Couch, in a Dec. 31 interview, said that her hope was for the vaccine to be distributed to employees at each of the individual schools in the county. A challenge facing the school system is to convince employees that the vaccine is safe and effective. Couch said that informational sessions would be held for employees before the vaccine is distributed.
Couch said that about 60% of employees have indicated that they would be willing to receive the vaccine — the superintendent said that she has set an 80% vaccination rate as the goal.
“I think that providing more information … about the vaccine is going to be to our advantage,” said Couch. “We also hope that now that one category of residents here in the county have received their vaccine, hopefully, word of mouth will also contribute positively to those that were possibly on the fence about getting the vaccine.”
Kent Health Officer William Webb said that the Health Department is working closely with the school system to coordinate how to administer the vaccine but said that the process had to wait until the state gave the go-ahead to move further down the categories of priority for vaccination.
“It all depends on the vaccine supply and that we get the go-ahead from the governor’s office to move into [category] 1-B,” said Webb. “We’re not allowed to move forward into a different category without explicit permission.”
The state is currently in 1-A of its vaccination plan, which prioritizes healthcare workers, nursing home residents and law enforcement and first responders.
While Webb acknowledged that gaining public trust for the vaccine would be a challenge, he agreed that word of mouth will help drum up support for a vaccine that he said is safe.
“I think there is a significant amount of vaccine hesitancy right now — educational sessions only go so far,” said Webb. “I am confident that the regulatory agencies at the federal level have spent a lot of time making sure that this isn’t something that is going to cause more problems than it solves.”
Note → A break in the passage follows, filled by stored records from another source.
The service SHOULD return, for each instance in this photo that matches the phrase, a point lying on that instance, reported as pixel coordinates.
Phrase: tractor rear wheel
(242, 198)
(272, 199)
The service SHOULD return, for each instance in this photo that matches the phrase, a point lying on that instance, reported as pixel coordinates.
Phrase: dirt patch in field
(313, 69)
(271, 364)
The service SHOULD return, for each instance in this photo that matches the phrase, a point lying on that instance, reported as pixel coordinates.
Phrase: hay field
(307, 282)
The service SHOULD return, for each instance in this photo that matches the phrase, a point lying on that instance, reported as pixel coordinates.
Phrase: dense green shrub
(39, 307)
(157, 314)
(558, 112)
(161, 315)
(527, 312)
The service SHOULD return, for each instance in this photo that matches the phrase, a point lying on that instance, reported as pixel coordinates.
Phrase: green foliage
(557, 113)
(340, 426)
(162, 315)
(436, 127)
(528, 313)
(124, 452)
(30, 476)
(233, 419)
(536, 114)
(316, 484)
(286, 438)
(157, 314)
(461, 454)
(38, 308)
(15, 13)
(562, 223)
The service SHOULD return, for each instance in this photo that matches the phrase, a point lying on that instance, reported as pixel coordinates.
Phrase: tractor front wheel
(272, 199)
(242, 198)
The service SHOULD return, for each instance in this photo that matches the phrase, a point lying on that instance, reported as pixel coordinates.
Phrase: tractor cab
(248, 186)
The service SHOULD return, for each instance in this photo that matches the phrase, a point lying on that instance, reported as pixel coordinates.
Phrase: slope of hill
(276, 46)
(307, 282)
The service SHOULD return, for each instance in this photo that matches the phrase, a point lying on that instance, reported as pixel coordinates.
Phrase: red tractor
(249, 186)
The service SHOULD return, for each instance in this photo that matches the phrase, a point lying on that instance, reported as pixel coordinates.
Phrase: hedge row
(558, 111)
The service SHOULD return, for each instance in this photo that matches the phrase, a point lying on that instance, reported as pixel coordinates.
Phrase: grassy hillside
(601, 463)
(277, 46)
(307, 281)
A successful vaccination program for the school system may be a step toward more in-person instruction. Schools had been holding in-person sessions since September, but Couch said the system moved back to entirely remote learning in early December because of problematic coronavirus statistics in the county and case counts in the schools. Between six different school buildings, there have been 25 confirmed cases of the virus since mid-September.
Despite the disruption that the virus has wreaked on the school system, Couch believes that the Kent is in a better position than other school systems in the state.
“The good news for us is that we have had in-person instruction — a lot of the school systems across the bridge have not even begun in-person instruction at all,” said Couch. “So we feel like we’ve made some strides.”